SSA maintains 104 ongoing data exchanges with 19 federal agencies, and 3,150 exchanges with the 50 states, the District of Columbia and four territories, and performs more than 1 billion Social Security number verifications a year.
To support these exchanges, SSA established a national help desk has and the Change Asset and Problem Reporting System for recording, prioritizing, tracking, and solving IT problems. About 35 systems-related problems affecting data exchanges were reported from January 2008 to February 2009. These problems were primarily temporary outages lasting less than one minute, including several problems lasting only a matter of seconds.
SSA is in the process of converting its legacy database infrastructure to a modern and commercially available system that is intended to support online processing 24 hours a day, seven days a week. The agency also is upgrading its systems environment, which contains aging software that includes 36 million lines of COBOL code, which makes it difficult to implement new business processes and new service delivery models. SSA has recently built a new data center with expanded data-processing capacity and plans to replace the 30-year-old National Computer Center to support growing requirements of a full-time electronic service delivery operation.

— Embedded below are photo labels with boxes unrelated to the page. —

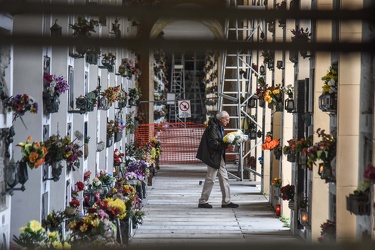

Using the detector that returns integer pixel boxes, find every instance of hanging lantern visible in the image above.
[50,19,62,37]
[275,204,281,217]
[268,59,274,70]
[285,94,295,113]
[276,60,284,69]
[259,65,266,75]
[298,208,309,226]
[318,163,324,176]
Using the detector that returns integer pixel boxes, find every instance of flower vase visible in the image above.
[286,153,296,162]
[346,194,371,215]
[275,103,284,112]
[43,92,60,114]
[65,207,77,215]
[273,187,281,198]
[298,152,307,167]
[115,132,122,142]
[258,98,266,108]
[147,174,152,186]
[106,135,113,148]
[288,200,294,210]
[83,143,89,159]
[51,162,63,182]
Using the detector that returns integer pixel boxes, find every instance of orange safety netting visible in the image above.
[134,122,236,165]
[135,122,206,165]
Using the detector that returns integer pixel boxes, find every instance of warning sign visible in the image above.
[178,100,191,118]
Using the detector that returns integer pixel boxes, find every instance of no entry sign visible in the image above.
[178,100,191,118]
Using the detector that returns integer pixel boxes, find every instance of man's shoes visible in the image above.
[198,203,212,208]
[221,202,239,208]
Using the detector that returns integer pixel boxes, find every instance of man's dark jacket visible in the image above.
[196,117,227,169]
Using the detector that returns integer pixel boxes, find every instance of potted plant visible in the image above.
[16,136,47,169]
[319,66,338,112]
[129,87,142,106]
[276,0,286,27]
[256,77,268,108]
[283,139,296,162]
[43,73,69,114]
[291,25,311,58]
[307,128,336,173]
[69,17,99,58]
[2,94,38,126]
[99,52,116,72]
[264,84,284,112]
[247,115,258,140]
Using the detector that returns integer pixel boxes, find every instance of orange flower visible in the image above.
[29,152,39,163]
[265,135,272,142]
[34,158,44,168]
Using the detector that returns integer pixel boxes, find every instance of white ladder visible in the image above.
[169,54,186,122]
[218,0,264,181]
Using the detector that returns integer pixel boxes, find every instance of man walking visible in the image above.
[196,111,238,208]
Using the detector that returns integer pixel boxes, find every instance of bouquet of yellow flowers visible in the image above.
[223,130,244,145]
[17,136,47,169]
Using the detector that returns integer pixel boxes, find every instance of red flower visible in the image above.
[76,181,85,191]
[69,199,81,208]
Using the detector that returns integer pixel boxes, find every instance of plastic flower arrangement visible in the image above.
[99,198,126,220]
[295,135,313,152]
[148,137,162,160]
[64,131,83,171]
[291,25,311,42]
[125,111,135,135]
[322,66,338,94]
[125,160,150,181]
[107,120,126,137]
[17,136,47,169]
[307,128,336,169]
[256,77,268,100]
[44,73,69,96]
[271,177,283,188]
[280,184,295,200]
[223,130,244,146]
[96,170,116,185]
[283,139,296,155]
[101,86,121,104]
[129,87,142,101]
[68,213,115,243]
[3,94,38,121]
[113,148,125,166]
[69,17,99,36]
[262,134,280,150]
[264,84,283,106]
[44,135,71,164]
[13,220,71,249]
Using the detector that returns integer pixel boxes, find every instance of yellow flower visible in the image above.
[322,84,331,93]
[91,218,100,227]
[264,95,272,103]
[48,231,57,239]
[64,242,72,249]
[28,220,44,232]
[52,241,63,249]
[79,224,87,232]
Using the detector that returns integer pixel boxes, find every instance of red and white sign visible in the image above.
[178,100,191,118]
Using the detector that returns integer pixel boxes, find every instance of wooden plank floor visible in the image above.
[129,164,301,248]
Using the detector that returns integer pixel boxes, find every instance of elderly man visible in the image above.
[196,111,238,208]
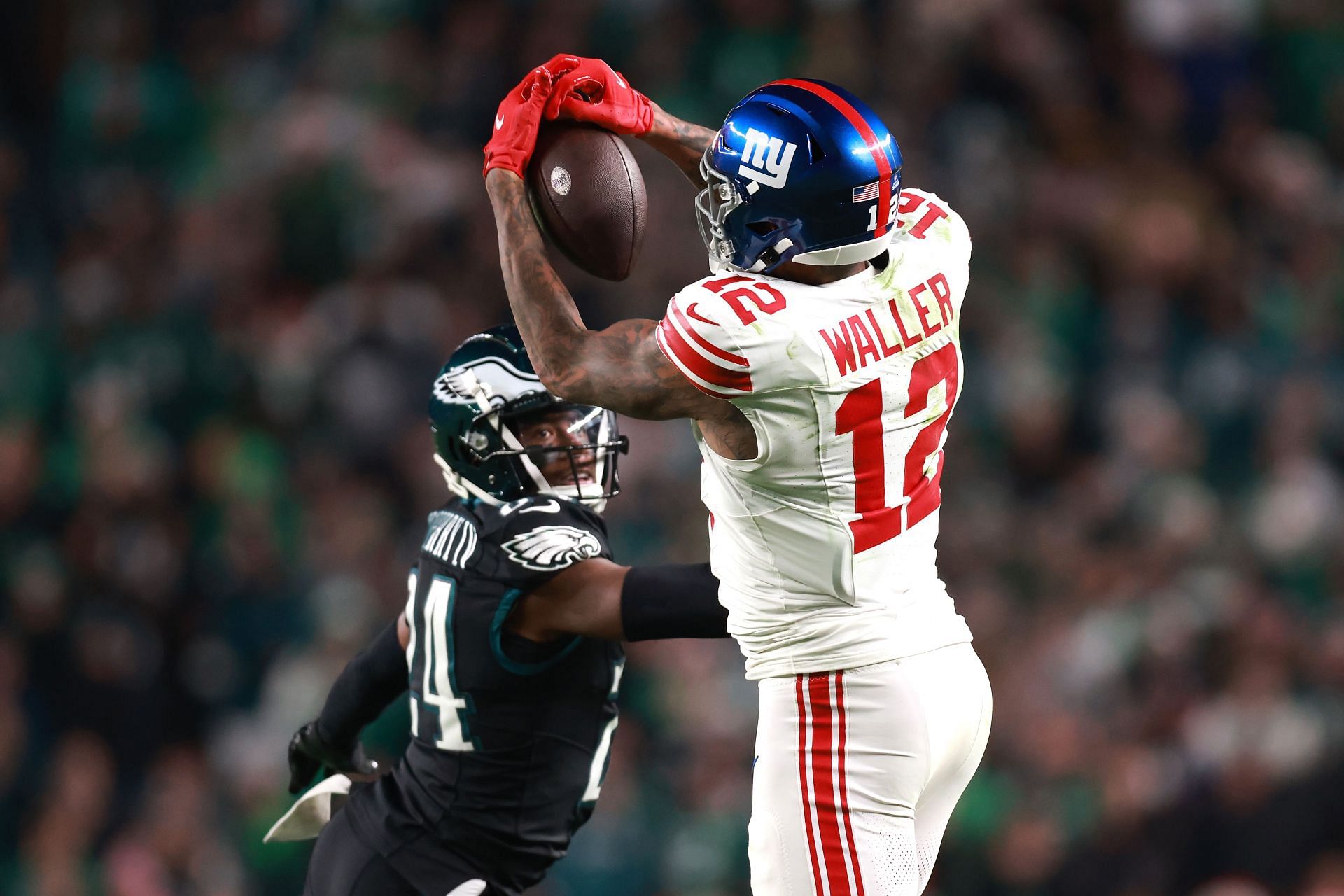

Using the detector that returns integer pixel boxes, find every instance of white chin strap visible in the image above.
[789,230,891,265]
[710,231,891,274]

“Nevertheless, according to agency officials, SSA has not conducted detailed analyses to project future workload requirements resulting from the increasing demand and expanded need for outgoing electronic data exchanges,” GAO said. “Specifically, the agency has not projected increases in the number of requests for data or the need for more online, real-time access to its data exchange systems.”
SSA replied that it would conduct detailed analyses to determine workload projections and define requirements for future data exchange services as funding is available, and update its target architecture based on those analyses.